米国、イスラエルによるイラン攻撃が始まった後、いつも見ている天然ガスの価格が変わらないので、おかしいと思ってGemini(Google AI)の助けを借りて調べてみました。

 

まず、米国における天然ガスの標準価格を示す「ニューヨーク天然ガス先物指標(ヘンリーハブ)」(図の赤線)を見てください。

 

イランへの攻撃が始まった後、全く変化がありません。

 

1月下旬に急騰したのは、米国全土に強い寒気が流れ込み、暖房用の需要が増加したのと、寒さによってガス井やパイプラインが凍結して供給が一時的に滞ったのが原因です。2月に入って寒さが和らぐと元の価格に戻り、最近は下落傾向にありました。

 

米国は2023年にオーストラリアとカタールを抜いて世界最大のLNG(液化天然ガス)輸出国になりました。22年にロシアがウクライナに侵攻し、ロシアに対する経済制裁などで世界価格が高騰し、より低コストである米国産の需要が高まったためです。

 

米国は現在、世界最大の天然ガス生産国であり、国内自給をしたうえに輸出をする余力があります。米国内の天然ガスは冬の終わりの需要減と生産過剰による過剰在庫によって、価格が抑えられています。

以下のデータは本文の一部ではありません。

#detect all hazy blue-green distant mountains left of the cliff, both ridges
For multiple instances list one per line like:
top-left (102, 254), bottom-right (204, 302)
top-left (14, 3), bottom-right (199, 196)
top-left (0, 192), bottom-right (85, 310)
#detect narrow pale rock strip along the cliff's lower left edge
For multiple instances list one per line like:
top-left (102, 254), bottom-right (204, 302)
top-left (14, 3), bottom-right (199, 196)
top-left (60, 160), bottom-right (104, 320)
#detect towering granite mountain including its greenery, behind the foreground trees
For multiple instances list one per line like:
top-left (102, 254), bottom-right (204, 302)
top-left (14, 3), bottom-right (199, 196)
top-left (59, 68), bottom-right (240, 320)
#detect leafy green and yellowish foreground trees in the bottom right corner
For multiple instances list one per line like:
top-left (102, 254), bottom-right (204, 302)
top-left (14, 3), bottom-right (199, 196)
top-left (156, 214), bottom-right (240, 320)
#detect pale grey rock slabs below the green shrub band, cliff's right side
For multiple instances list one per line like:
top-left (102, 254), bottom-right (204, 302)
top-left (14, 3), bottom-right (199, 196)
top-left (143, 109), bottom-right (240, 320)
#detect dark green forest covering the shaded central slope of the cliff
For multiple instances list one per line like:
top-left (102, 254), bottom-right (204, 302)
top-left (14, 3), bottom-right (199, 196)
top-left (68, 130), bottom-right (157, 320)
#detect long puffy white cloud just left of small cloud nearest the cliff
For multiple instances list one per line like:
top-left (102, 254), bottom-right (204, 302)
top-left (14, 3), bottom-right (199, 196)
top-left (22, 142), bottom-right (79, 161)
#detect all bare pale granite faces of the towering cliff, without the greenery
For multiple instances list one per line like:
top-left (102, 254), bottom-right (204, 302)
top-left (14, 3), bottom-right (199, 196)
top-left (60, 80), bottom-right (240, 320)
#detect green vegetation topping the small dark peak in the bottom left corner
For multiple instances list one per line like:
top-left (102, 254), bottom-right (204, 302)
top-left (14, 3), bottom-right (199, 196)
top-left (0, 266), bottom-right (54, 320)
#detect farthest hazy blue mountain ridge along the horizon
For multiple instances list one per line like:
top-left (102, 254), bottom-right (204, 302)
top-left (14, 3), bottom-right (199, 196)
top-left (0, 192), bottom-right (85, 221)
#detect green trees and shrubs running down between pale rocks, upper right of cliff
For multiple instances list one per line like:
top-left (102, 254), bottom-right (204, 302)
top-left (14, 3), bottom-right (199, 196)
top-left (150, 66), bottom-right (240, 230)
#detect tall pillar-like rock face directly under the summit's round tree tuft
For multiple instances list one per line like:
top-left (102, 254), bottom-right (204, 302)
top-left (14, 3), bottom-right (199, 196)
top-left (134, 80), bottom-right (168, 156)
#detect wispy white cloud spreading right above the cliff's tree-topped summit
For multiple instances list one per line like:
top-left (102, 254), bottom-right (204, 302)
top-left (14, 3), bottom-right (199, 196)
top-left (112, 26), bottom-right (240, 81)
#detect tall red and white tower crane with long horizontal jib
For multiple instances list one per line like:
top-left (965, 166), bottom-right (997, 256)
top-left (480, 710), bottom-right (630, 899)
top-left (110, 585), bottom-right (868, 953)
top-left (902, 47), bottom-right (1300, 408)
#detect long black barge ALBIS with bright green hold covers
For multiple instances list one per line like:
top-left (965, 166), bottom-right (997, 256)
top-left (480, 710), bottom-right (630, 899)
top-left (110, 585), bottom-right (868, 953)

中東情勢が悪化しても影響を受けないのはこのためです。

 

一方、カタールなど中東のLNGへの依存度が高い欧州の指標となる「欧州天然ガス先物指標(ICE)」(図の青線)や「北東アジア向けLNG価格指標(JKM先物)」(図の緑線)は、イラン攻撃により1日で40%近く上昇するなど、大きな影響を受けています。

 

また、ロイターの試算によると、世界のLNG供給量の20%を占めるカタールからの輸出が途絶えた場合、それを穴埋めする余力は米国やオーストラリアには乏しいということす。(*)

 

イランやウクライナの戦争で大きな影響を受けるのは欧州とアジアで、米国はちっとも困らないという構図のようです。